Rick Moranis photo by Alan Light

‘Okay, who brought the dog?’

Rick Moranis played many characters throughout his career, but the one that put him at the forefront of our minds was the loveable geek Louis Tully from Ghostbusters. After being smitten with sultry Sigourney Weaver in the original film, he finally settled down with firecracker Janine in the 1989 sequel.

His career started on the Canadian answer to Saturday Night Live, Second City TV, where he joined such comic talent as Eugene Levy, Catherine O’Hara and the late, great John Candy. There he honed his talent with regular sketches, including the ever popular ‘The Great White North’. After staying for three seasons he left the show to become a movie star.

Film followed film throughout the 1980’s and this trend continued into the 90’s where he expanded on his repertoire. He was soon seen singing to Audrey II in the Frank Oz musical Little Shop of Horrors as well as starring in the ensemble spectacle of 1989’s Parenthood.
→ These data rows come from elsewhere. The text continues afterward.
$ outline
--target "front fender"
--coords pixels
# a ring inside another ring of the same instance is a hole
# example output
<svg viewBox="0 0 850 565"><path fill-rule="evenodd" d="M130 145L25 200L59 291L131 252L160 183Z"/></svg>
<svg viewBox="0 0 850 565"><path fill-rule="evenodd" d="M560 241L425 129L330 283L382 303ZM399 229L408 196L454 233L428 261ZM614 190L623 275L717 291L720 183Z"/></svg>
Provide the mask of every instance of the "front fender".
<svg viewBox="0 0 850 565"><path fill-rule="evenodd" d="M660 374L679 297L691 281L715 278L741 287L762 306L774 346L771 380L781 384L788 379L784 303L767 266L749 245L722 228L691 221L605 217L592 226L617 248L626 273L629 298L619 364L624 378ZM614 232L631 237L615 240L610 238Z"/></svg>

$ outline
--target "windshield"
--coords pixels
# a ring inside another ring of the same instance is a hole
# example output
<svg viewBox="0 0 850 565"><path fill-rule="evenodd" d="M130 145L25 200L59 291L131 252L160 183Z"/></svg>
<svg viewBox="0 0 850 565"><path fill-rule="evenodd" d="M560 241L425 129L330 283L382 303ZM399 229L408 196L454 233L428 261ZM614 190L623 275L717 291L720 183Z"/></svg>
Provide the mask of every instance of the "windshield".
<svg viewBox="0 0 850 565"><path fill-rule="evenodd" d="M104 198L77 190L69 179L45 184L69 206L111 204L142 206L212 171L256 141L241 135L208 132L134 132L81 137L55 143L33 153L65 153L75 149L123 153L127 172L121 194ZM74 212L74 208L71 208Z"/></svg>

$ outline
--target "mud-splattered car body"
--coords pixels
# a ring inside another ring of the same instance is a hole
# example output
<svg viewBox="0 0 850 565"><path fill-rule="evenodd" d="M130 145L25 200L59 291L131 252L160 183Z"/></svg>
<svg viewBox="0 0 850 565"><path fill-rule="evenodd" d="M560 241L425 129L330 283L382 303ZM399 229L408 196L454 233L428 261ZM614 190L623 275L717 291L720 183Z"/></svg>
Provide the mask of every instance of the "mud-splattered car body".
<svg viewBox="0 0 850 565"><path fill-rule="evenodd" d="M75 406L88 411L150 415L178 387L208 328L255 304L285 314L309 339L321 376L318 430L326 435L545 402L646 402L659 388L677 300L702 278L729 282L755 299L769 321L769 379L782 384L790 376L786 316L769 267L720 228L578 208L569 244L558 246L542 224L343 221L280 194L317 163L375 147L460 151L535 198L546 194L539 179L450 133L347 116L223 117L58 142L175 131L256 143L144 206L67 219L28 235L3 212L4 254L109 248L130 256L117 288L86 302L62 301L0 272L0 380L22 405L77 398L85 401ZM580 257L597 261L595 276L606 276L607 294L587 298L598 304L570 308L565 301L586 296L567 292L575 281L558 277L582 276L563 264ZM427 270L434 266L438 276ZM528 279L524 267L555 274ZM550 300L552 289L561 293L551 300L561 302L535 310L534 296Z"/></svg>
In 1987 he joined the cast of a new Mel Brooks space spoof. He was to play a certain sith lord-esque villain, Dark Helmet, who battles against novice, Lone Star, in a battle of ‘The Schwartz’. Spaceballs received mixed reviews when it was released but has a huge cult following and remains one of Mel Brooks’s most popular films.

In the summer of 1989, Honey I Shrunk the Kids was released, coming in just behind the big blockbuster of the summer, Batman. A surprise success, a trio of sequels followed. None matched the popularity of the original.

Moranis retired from the screen in 1997. His wife Anne lost her battle with Liver Cancer in 1991 and family life took precedence over the movies.

His last big film came in 1994’s The Flintstones, where he sported a blond hairstyle to play Fred’s best pal, Barney Rubble. Although the film had a stellar cast, including luminary Elizabeth Taylor, the reception was less than flattering with Razzies being handed out left, right and centre.

Voice work was always available for the man who used to impersonate Woody Allen and George Carlin in his earlier days on Second City. In 2005 he put his vocals to good use in the album The Agoraphobic Cowboy. It garnered a Grammy nomination the following year for Best Comedic Album.

Rumours of a third Ghostbusters film are never far away and, although he declined to reprise his role in the 2008 video game, there may still be hope that Louis Tully will be back with the rest of the gang when the film begins production. If it begins production, that is.